В Лондоне он получил предписание: ехать в Каир и ждать там новой инструкции. Из трех назначений, о которых говорил в Москве начальник, предпочел бы отправку в Сирию: было лестно участвовать в выборе диктатора, да это было и легкое задание — любой человек мог быть сделан диктатором. «Наши хитровцы тоже не Бог знает какие орлы... Да и жил бы тогда в Дамаске, все-таки город с гостиницами». Неприятнее всего было бы назначение к алжирским повстанцам. Дело было не в опасности, он был не боязлив. Но пришлось бы жить где-нибудь в шатре или просто под открытым небом, а у него уж были и ревматизм, и артрит, «А лучше всего было бы, конечно, чтоб послали в Америку».

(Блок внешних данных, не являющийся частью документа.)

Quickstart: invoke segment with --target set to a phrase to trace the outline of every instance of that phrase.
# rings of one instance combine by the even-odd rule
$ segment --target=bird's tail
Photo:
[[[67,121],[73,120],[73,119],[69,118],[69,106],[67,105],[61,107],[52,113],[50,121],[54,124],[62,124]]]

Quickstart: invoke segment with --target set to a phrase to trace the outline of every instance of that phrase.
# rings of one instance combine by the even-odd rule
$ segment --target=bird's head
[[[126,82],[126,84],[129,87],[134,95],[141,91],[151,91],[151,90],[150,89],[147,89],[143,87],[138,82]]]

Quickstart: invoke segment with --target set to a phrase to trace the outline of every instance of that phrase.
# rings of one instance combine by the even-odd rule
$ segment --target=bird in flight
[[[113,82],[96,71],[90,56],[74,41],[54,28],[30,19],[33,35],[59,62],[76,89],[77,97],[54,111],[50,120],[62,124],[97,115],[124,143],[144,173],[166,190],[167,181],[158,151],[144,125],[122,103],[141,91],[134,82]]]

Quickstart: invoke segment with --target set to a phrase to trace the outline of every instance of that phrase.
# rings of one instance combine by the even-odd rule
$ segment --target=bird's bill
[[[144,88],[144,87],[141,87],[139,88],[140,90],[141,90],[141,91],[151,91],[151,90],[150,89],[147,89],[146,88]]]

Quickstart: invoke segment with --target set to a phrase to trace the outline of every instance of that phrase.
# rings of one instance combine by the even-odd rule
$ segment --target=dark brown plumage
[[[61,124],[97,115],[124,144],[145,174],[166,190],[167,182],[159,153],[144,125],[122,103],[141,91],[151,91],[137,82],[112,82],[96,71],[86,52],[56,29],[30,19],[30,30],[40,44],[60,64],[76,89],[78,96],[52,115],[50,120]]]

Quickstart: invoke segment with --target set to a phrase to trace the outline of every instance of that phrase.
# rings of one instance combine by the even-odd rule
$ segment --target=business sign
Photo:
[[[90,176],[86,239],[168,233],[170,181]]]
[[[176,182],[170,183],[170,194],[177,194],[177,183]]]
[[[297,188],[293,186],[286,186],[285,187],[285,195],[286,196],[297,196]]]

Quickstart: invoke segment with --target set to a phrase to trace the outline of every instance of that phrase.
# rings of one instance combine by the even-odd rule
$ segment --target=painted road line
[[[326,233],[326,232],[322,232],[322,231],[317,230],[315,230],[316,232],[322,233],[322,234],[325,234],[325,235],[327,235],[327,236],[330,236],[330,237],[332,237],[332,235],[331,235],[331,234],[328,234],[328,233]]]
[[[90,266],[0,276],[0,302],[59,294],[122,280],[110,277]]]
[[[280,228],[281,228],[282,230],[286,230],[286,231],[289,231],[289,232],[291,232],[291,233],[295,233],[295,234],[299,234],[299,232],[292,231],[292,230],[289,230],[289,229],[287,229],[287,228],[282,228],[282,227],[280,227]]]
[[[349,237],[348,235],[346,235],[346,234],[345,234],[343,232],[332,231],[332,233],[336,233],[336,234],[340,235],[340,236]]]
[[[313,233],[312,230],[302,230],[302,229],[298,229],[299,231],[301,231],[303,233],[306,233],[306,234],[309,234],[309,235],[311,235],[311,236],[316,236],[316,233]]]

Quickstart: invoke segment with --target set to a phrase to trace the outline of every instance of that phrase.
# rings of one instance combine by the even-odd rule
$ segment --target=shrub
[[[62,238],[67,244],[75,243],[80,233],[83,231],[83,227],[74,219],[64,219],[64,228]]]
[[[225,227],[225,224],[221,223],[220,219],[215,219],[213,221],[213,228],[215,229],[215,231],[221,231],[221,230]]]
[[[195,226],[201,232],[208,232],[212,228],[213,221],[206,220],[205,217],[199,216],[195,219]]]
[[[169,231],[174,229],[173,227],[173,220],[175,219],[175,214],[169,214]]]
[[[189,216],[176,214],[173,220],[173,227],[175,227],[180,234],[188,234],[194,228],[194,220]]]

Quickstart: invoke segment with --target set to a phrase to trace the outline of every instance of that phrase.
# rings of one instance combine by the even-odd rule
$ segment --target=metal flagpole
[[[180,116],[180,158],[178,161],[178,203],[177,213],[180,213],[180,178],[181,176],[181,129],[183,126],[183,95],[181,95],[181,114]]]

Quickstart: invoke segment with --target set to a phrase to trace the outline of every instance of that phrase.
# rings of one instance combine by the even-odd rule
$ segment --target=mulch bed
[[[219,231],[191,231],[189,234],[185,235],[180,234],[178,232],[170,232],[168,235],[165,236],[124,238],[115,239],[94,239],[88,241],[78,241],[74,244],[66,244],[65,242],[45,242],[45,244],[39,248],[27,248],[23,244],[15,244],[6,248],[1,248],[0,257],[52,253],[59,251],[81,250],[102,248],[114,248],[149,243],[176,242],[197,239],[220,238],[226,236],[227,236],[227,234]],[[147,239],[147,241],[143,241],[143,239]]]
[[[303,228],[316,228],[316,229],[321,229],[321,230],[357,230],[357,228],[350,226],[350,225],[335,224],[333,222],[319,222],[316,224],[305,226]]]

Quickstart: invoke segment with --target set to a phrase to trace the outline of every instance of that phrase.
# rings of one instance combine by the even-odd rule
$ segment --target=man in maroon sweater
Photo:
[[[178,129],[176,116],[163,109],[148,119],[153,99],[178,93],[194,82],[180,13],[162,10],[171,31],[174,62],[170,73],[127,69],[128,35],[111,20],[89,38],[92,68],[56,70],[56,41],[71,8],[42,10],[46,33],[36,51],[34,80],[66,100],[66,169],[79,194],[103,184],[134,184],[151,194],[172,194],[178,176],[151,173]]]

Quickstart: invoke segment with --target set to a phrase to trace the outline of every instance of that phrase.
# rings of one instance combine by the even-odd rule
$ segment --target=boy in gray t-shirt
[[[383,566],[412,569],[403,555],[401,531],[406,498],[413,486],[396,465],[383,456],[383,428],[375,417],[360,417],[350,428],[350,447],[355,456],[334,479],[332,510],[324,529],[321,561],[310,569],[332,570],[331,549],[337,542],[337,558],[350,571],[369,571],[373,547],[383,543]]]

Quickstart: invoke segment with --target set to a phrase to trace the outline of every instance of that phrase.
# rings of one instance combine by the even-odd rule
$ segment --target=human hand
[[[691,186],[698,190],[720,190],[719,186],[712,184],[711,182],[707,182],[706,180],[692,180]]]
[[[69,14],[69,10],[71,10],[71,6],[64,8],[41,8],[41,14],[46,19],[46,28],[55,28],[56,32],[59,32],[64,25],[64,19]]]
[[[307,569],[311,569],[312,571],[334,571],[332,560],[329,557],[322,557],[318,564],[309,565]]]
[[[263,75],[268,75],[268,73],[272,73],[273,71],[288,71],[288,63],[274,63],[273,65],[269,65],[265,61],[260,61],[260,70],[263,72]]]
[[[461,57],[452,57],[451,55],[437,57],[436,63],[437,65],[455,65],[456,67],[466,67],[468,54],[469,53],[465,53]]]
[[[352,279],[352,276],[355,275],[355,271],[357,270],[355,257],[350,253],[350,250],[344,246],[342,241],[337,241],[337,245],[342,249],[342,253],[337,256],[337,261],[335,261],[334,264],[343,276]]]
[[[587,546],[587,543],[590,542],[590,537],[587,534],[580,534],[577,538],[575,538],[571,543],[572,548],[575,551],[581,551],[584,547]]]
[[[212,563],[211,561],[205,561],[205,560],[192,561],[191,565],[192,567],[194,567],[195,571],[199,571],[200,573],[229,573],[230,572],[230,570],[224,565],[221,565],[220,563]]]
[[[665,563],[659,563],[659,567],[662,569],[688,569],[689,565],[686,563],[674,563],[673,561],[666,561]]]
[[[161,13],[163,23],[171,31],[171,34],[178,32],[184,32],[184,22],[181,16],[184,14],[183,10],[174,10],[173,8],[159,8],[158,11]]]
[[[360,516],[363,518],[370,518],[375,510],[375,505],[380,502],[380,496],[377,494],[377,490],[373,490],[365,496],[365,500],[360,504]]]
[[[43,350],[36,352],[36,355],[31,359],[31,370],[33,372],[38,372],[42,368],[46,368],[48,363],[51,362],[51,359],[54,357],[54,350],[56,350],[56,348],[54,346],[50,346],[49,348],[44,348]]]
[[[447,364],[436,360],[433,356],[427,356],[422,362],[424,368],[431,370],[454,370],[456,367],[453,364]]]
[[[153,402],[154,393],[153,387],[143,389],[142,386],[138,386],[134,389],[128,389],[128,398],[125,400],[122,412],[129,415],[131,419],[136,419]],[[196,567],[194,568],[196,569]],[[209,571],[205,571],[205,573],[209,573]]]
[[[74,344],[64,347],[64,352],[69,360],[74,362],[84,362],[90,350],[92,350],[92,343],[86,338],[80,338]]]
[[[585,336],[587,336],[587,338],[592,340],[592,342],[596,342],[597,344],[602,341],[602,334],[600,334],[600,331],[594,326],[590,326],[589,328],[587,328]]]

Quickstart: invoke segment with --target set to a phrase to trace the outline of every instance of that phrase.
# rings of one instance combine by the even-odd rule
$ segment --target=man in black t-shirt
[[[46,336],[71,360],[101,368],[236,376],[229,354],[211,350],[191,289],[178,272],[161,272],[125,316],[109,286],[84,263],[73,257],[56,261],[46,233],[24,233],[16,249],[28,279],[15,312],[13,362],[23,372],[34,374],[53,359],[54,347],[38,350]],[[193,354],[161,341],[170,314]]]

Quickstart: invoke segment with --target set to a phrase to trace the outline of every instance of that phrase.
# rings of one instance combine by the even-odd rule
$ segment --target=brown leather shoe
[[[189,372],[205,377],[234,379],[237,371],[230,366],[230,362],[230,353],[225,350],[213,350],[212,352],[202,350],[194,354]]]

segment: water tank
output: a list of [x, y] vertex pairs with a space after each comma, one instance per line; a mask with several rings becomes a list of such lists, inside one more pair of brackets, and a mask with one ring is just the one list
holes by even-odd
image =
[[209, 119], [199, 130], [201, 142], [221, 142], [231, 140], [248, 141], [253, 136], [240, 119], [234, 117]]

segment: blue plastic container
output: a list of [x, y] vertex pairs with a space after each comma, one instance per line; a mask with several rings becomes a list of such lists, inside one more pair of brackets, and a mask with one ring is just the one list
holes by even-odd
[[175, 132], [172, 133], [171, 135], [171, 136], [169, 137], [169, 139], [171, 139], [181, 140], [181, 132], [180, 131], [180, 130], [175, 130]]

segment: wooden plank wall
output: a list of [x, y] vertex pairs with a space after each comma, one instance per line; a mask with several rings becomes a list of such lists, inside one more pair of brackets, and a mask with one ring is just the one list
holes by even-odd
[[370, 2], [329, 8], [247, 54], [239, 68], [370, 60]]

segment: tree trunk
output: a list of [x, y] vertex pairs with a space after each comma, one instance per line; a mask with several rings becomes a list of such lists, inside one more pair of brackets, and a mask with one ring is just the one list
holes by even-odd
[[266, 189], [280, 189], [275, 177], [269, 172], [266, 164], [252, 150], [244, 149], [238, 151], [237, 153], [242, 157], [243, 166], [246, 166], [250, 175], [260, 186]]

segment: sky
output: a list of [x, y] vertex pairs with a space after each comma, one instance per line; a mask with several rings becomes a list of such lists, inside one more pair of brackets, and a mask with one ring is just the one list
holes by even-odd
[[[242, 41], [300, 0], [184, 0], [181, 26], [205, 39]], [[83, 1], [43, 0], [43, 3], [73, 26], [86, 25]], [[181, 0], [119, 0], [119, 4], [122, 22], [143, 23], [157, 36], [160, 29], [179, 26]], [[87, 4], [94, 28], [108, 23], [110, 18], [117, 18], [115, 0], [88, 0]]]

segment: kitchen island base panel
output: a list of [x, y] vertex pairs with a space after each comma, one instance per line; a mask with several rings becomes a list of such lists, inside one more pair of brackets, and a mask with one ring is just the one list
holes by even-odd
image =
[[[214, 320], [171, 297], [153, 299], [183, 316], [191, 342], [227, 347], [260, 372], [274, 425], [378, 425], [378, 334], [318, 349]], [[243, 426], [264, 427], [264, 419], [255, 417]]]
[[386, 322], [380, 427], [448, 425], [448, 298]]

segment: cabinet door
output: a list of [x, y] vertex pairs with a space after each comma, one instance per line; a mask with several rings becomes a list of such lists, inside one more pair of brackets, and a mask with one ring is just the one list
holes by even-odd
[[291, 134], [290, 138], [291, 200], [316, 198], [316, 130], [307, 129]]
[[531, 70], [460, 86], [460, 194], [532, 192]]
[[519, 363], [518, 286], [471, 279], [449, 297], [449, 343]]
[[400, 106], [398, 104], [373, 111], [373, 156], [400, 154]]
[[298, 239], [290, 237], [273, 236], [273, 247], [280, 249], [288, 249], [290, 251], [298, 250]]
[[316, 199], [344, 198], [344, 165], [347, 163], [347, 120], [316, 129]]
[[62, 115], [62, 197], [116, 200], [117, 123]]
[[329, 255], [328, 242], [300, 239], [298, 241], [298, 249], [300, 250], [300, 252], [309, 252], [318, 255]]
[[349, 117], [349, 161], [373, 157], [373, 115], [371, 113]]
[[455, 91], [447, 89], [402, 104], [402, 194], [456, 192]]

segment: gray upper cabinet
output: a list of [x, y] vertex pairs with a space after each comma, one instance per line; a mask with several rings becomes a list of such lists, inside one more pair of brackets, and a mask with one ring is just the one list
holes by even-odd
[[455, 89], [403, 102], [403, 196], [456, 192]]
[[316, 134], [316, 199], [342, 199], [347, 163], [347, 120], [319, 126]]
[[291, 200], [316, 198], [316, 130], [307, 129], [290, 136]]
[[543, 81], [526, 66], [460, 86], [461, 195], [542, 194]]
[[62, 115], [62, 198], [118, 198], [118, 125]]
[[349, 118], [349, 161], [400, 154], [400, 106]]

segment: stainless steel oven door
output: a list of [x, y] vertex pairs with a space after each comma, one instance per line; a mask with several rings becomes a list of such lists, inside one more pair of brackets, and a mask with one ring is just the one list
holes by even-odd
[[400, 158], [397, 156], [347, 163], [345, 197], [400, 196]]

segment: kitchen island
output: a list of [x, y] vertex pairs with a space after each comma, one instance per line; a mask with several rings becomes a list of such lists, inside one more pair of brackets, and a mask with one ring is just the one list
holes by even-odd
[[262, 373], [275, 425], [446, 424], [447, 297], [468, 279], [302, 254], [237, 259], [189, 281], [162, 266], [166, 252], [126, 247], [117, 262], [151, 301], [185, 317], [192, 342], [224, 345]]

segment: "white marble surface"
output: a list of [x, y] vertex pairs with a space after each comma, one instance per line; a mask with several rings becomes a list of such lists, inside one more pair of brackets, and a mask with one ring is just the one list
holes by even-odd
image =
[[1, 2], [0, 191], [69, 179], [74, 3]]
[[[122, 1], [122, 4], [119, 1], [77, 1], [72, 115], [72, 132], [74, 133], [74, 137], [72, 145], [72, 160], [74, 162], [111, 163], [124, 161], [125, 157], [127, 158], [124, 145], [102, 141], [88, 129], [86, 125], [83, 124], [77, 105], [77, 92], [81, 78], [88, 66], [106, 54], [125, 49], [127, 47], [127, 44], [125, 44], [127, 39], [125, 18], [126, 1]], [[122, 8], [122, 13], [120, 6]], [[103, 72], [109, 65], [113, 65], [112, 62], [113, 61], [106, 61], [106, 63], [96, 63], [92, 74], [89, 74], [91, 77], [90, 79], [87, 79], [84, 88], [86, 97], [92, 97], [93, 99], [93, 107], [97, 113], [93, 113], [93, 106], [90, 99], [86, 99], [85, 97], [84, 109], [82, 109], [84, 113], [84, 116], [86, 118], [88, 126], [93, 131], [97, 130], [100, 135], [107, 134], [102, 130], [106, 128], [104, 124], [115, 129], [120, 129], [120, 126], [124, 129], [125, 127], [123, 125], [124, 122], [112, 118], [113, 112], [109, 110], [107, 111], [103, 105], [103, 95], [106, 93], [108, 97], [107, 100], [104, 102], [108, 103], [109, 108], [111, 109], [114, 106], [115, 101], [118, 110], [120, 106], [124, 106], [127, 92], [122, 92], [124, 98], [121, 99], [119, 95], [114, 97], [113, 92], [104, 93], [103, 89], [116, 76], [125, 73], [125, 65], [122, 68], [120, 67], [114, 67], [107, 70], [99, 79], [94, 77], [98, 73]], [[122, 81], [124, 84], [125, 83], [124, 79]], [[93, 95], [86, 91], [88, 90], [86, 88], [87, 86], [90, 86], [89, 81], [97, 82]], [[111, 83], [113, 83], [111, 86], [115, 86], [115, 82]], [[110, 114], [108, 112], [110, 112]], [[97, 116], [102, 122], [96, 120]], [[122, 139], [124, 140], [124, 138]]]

Он с усмешкой подумал, что пора бы нашим опять начать то, что иностранные газеты называли «мирным наступлением» — давно что-то не было. Прежде они сам приписывал некоторое значение таким внезапным выступлениям Кремля и даже искренно обрадовался, когда наши в Женеве так радостно встретились с президентом Эйзенхауэром. «Слава тебе, Господи! Значит, окончательно войны не будет!» Но потом убедился, что все это ни малейшего значения не имеет: может произойти «мирное наступление», может и нечто прямо противоположное. Взаимно исключавшиеся «наступления» чередовались без последовательности, без причины и даже без смысла. Гранитов представлял себе, как в Кремле вожди за водочкой весело обсуждают очередную штучку: «Начнем, брат Никита, писдрайв, а?» — «Можно. А то и немного подождем? Пусть дурачье еще поволнуется». Ему было хорошо известно, что в Кремле издеваются над западными державами. Беспрестанное применение приема внезапных перемен, собственно, должно было бы, по его мнению, подорвать этот прием. Однако на Западе политические деятели и публицисты всякий раз обсуждали перемены с глубокомысленным видом, придумывали возможные причины, делали соответственные выводы. «А наши, верно, потешаются, конечно, тоже за водочкой». Сталин пил редко — тоже как некоторые герои Хитрова рынка. Его преемники пили много, и это было одной из причин, по которым Гранитов все-таки предпочитал их Сталину; сам очень любил выпить, и у него было основанное на круговой поруке ласковое сочувствие, которое объединяет пьющих людей, особенно русских. Взглянув на часы, он подумал, что еще, пожалуй, можно было бы поспеть на какой-нибудь фильм. В Лондоне он ходил в кинематограф довольно часто, и западные фильмы предпочитал русским: «В западных тоже много врут, да у нас уж все глупое вранье». Настоящий восточный фильм посмотрел бы с наслаждением, особенно если б о Чингисхане или хоть о Тимуре. Но какие уж у них в Каире фильмы!»

Он достал из чемодана несколько книг, взятых им из России. Странным образом, любил стихи. В Москве иногда общался с поэтами. Они, скрывая страх, разговаривали с ним запросто и чуть ли не дружески. Еще более странным образом, он даже кое-что в стихах понимал — вроде как Тольятти знает толк в живописи. Перелистал Иннокентия Анненского и повторил вслух стихи о смычке и струнах... «И было мукою у них — Что людям музыкой казалось». Кто-то из поэтов при нем сказал, что лучшего двустишия нет в русской литературе; сказал и сам смутился: Анненский не принадлежал к поэтам, которых полагалось в советской России хвалить. «А ведь это, пожалуй, правда», — подумал Гранитов. Он иногда за вином говорил, что его работа доставляет ему душевные мучения. «Только ее музыкой не считает никто!» Впрочем, стихи скоро его утомили. Раскрыл уже прочтенный роман и принялся его перечитывать. Ему нравилась красавица Гюль Джамал, в малиновой рубашке, смуглая, как абрикос, украшенная драгоценными каменьями, из которых летели голубые искры.